Fleisher presented a number of options to the audience, but the option that gained the most backlash from students was a one state solution, in which all Palestinians become Israeli Arabs, living under Israeli law as citizens - without the right to vote. Fleisher got lots of aggressive comments from his speech, but as the night dwindled on, people stopped questioning politics and started making their way up the stairs to bed.
On Saturday morning, some slept in and some returned to pray near the Cave of the Patriarchs before an early lunch. Chris Whitman, a pro-Palestinian activist spoke to the refreshed group. He went over how he became involved in the conflict, moving from the States to study at the Hebrew University of Jerusalem and then moved to Ramallah for a more authentic experience that would relate him to what he had studied. He described the long journeys by car on roads that were meant only for Palestinians. He described being hit in the head with a tear-gas canister fired by an Israeli soldier from 15 meters away during a protest. He painted a picture of what life is like on the other side. He did all this with a touch of humor. What was his solution for the problem? For the Israeli government to begin making up for the way Israel was born -- on the heels of removing Palestinians from land and perhaps even living in a country that is not a state. He suggested that Jews should have moved in seamlessly amongst Arabs in 1948, and questioned the need for Jews to have identified the area as a state at all. “Do Kurds have a country?” he asked, answering "no."
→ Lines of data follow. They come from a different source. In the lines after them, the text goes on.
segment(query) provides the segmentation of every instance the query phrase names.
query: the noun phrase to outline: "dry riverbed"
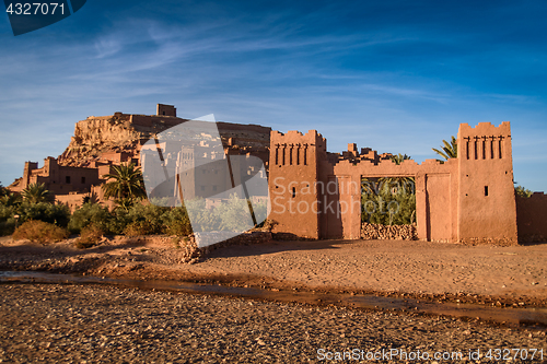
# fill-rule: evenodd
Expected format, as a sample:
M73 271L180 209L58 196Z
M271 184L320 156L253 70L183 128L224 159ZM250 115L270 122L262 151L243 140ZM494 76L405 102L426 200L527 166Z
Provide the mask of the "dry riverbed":
M84 250L73 239L40 246L4 237L0 244L0 270L547 306L547 244L275 240L219 248L194 265L181 263L184 249L167 236L105 238Z
M108 238L85 250L73 248L73 239L40 246L4 237L0 244L1 270L375 293L489 306L545 307L547 298L547 245L270 242L220 248L187 265L181 263L183 249L165 236ZM545 329L412 312L93 284L0 284L0 362L300 363L331 362L345 352L356 363L417 357L489 363L497 362L489 353L508 352L517 355L512 362L525 355L522 362L531 362L532 353L533 362L542 362L547 361L547 340Z
M486 355L497 349L511 357L519 349L526 362L532 353L532 362L547 360L545 331L447 317L112 286L0 284L5 363L307 363L333 362L327 359L344 352L353 363L374 355L381 363L489 363L494 361Z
Later in the afternoon, the group had a debriefing. It had been an intense couple of days and HaKohen thought it was necessary to let participants get some of their feelings and their new views off their chests. Each person came away with a different viewpoint. One offered that there’s no way for Jews to properly work with Palestinians because “they have a sh*t culture.” One said she couldn’t face her friends anymore, who repeatedly choose to ignore the problems of Palestinians and blindly defend Israel. Another said he felt more committed to both furthering the Jewish presence in Hebron as well as to bettering the situation for Palestinians in the area.
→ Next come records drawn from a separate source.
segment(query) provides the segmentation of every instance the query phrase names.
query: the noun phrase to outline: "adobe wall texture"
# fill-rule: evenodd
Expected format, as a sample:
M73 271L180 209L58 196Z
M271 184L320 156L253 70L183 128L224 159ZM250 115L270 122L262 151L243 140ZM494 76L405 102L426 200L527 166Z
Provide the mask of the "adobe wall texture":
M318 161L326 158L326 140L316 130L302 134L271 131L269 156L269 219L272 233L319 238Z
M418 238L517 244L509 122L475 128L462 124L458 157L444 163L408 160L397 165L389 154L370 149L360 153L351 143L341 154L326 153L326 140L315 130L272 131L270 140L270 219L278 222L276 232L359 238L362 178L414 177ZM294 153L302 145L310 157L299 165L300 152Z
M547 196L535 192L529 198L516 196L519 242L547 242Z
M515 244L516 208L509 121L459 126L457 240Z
Dan Amroussi from London is studying at Hebrew University. He joined ATID, where he hears from political speakers and activists every other week.
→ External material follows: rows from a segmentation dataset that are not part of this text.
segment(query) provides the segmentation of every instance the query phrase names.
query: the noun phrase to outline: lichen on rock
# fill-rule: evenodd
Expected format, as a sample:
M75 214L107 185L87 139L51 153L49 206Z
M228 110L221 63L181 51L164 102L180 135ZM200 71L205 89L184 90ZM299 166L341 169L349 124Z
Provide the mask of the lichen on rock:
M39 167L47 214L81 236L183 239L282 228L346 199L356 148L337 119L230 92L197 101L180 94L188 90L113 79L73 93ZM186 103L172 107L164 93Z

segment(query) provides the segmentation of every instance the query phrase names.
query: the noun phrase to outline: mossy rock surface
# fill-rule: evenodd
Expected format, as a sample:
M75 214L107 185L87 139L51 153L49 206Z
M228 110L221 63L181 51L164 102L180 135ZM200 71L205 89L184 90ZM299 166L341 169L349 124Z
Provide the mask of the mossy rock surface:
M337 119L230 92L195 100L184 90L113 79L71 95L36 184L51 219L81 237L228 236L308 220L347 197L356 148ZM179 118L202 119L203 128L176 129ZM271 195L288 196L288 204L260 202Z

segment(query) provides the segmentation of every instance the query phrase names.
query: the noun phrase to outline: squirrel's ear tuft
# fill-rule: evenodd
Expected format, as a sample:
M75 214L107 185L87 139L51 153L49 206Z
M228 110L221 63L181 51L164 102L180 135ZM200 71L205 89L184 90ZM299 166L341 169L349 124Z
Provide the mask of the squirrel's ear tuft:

“I came here obviously with an opinion about the conflict. But coming here with ATID and with the university, I gained a wider perspective and realized how ignorant I was and how ignorant other people are as well. I’ve always wanted to come to Hebron. This weekend showed the conflict in such a small area. You can see the tension in just this tiny place,” Amroussi said.
Another participant shared her opinion about the weekend, but wanted to withhold her name in order not to hinder her chance of gaining entrance to her desired university, which has a reputation for being antisemitic.
“It was eye-opening really. Some of it was very, very disturbing and sad and heartbreaking. But at the same time there was a lot of important stuff I think that I gained over the weekend. Hebron is an intense place. There’s really a lot of animosity between the two groups. And a lot of the people who live here -- they seem to be really, really intense people with a little bit of a violent side to them, which on one hand is kind of scary to see, but on the other hand proves itself to be necessary given the circumstances they’re living in. But one thing that I did notice that was kind of beautiful to see was that there was some kind of a brotherhood between some of the Arabs and Jews.”
Another student participant, Yeshaya Shapiro asked if he could give his thoughts about the weekend.
 “It really got deep into your bones about how complex the situation is here. I would say I already had a diverse opinion, but it seemed that I didn’t. It tickled that part of my brain -- and made me think more.”